Pemanggilan ini sebenarnya bukan kali pertama bagi Sri. Beberapa waktu lalu, KPK telah memanggil Sri hanya saja dia tak hadir dengan alasan sakit.

Dalam pemeriksaan hari ini, KPK juga memanggi dua saksi lainnya. Mereka adalah Kepala Bidang Usaha Transportasi, Properti, dan Keuangan Badan Pembinaan BUMD DKI Ahmad Giffari dan General Manager KSO nsa Cilangkap (Junior Manager Sub Divisi Pengembangan Usaha PPSJ 2019-Juni 2020) Maulina.

Belum diketahui materi pemeriksaan yang akan didalami oleh KPK. Namun berdasarkan pernyataan Ketua KPK Firli Bahuri beberapa waktu lalu, para saksi yang dipanggil dan diperiksa diduga mengetahui tindak rasuah tersebut.

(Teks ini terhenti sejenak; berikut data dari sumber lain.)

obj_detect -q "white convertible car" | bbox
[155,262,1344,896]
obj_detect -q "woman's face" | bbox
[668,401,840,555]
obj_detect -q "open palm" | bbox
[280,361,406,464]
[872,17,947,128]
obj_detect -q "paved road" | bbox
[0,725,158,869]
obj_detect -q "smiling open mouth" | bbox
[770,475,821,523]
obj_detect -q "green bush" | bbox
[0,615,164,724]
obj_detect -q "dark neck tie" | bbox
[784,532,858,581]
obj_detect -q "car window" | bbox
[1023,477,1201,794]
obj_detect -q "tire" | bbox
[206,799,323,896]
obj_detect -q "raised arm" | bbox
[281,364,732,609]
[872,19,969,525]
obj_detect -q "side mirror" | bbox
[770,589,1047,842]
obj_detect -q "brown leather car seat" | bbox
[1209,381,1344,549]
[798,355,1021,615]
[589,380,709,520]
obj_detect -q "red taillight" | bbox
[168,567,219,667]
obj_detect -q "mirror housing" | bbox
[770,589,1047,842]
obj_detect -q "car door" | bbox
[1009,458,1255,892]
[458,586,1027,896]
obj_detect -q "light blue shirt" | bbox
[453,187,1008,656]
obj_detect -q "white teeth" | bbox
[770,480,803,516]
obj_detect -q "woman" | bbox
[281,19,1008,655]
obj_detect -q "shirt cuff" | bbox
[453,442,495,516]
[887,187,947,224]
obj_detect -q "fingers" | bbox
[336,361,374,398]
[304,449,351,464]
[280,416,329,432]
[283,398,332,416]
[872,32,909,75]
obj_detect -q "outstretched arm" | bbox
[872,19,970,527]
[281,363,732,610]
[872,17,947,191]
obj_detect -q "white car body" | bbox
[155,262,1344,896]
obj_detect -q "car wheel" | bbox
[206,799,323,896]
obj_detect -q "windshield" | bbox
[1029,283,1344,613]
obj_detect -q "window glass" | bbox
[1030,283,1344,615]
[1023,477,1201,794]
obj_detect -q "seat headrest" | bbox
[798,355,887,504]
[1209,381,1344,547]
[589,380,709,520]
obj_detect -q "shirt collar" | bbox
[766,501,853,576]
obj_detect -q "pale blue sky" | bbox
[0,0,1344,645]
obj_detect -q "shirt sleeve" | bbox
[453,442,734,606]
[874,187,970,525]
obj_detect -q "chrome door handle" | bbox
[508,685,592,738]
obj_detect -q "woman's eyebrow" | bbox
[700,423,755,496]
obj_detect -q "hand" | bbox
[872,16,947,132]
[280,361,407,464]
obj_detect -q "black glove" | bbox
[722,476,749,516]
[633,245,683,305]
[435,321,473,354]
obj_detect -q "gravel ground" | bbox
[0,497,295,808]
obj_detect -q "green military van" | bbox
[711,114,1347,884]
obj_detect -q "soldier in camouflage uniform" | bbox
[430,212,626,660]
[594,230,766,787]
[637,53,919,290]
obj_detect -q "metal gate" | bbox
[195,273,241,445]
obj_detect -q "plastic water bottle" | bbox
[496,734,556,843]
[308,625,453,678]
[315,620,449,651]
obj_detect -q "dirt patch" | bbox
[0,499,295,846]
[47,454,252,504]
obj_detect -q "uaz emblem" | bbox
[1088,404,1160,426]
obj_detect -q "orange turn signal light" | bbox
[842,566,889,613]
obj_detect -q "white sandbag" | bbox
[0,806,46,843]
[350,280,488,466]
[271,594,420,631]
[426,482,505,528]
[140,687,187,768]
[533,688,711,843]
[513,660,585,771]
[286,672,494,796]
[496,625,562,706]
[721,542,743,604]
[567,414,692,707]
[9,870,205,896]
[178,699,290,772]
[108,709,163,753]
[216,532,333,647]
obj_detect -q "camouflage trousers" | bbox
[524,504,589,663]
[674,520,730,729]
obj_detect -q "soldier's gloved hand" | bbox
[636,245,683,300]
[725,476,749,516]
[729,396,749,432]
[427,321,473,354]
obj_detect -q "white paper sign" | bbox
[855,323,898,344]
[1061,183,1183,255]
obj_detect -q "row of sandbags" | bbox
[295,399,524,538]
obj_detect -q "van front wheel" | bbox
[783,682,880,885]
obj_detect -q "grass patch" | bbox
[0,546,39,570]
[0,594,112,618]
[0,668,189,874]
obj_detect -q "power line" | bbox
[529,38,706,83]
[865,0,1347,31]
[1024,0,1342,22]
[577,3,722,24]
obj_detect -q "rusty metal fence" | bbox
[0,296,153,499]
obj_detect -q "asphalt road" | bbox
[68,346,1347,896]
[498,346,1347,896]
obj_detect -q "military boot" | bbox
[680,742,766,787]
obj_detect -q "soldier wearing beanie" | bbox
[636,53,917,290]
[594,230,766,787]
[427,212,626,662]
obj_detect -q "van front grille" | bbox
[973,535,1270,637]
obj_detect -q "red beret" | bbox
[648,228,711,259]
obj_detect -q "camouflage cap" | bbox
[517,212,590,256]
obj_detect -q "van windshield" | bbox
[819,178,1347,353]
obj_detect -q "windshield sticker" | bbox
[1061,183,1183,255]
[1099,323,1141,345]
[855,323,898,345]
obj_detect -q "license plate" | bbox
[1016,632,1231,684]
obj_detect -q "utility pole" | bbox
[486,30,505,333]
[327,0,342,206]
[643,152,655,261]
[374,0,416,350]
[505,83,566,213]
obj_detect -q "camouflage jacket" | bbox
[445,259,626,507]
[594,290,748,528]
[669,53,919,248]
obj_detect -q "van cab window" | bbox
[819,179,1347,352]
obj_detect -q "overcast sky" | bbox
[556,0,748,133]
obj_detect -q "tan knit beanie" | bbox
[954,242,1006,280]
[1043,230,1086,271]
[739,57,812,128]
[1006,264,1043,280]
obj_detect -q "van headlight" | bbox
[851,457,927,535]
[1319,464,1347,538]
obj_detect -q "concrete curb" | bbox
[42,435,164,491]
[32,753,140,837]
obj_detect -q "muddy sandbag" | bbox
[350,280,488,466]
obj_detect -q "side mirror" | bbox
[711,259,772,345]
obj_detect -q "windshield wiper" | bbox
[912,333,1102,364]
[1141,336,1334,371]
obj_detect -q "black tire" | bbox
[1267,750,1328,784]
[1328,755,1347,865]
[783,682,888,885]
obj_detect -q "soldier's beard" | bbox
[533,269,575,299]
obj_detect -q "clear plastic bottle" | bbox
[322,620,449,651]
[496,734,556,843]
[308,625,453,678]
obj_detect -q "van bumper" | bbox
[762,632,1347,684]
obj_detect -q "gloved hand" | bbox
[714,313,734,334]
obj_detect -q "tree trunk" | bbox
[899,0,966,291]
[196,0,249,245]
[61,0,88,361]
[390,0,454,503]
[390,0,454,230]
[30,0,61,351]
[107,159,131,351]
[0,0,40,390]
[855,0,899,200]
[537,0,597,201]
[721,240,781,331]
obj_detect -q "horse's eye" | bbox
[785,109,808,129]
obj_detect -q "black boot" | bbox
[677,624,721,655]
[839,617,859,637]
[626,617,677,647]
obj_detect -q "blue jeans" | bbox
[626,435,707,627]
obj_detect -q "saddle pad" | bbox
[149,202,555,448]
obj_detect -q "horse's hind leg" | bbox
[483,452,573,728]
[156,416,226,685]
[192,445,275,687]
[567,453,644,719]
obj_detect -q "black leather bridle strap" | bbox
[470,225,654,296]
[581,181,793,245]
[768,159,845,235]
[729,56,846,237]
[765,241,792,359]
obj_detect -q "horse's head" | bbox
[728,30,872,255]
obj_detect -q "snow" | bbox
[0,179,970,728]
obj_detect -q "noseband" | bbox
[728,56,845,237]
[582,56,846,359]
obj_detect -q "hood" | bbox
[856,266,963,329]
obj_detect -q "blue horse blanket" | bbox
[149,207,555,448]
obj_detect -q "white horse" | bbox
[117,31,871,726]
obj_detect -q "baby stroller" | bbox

Dalam kasus ini, komisi antirasuah tengah mengusut proses pengelolaan APBD DKI Jakarta. Apalagi, ada dugaan peruntukan anggaran tidak sesuai dalam proses pengadaan tanah di Munjul, Pondok Ranggon, Jakarta.

Diberitakan sebelumnya, KPK telah menetapkan empat tersangka dalam kasus ini yaitu Direktur dan Wakil Direktur PT Adonara Propertindo yaitu Tommy Adrian serta Anja Runtuwene, mantan Direktur Utama Perumda Pembangunan Sarana Jaya Yoory Corneles, dan Direktur PT Aldira Berkah Abadi Makmur (ABAM) Rudy Hartono Iskandar.

Selain itu, KPK juga menetapkan PT Adonara Propertindo sebagai tersangka korupsi korporasi.

Kasus ini bermula saat Perumda Pembangunan Sarana Jaya yang merupakan BUMD di bidang properti mencari tanah di wilayah Jakarta untuk dimanfaatkan sebagai unit bisnis maupun bank tanah. Selanjutnya, perusahaan milik daerah ini bekerja sama dengan PT Adonara Propertindo yang juga bergerak di bidang yang sama.

Akibat kasus ini, negara merugi hingga Rp152,5 miliar. KPK menduga uang dari dugaan korupsi ini digunakan untuk membiayai kebutuhan pribadi para tersangka.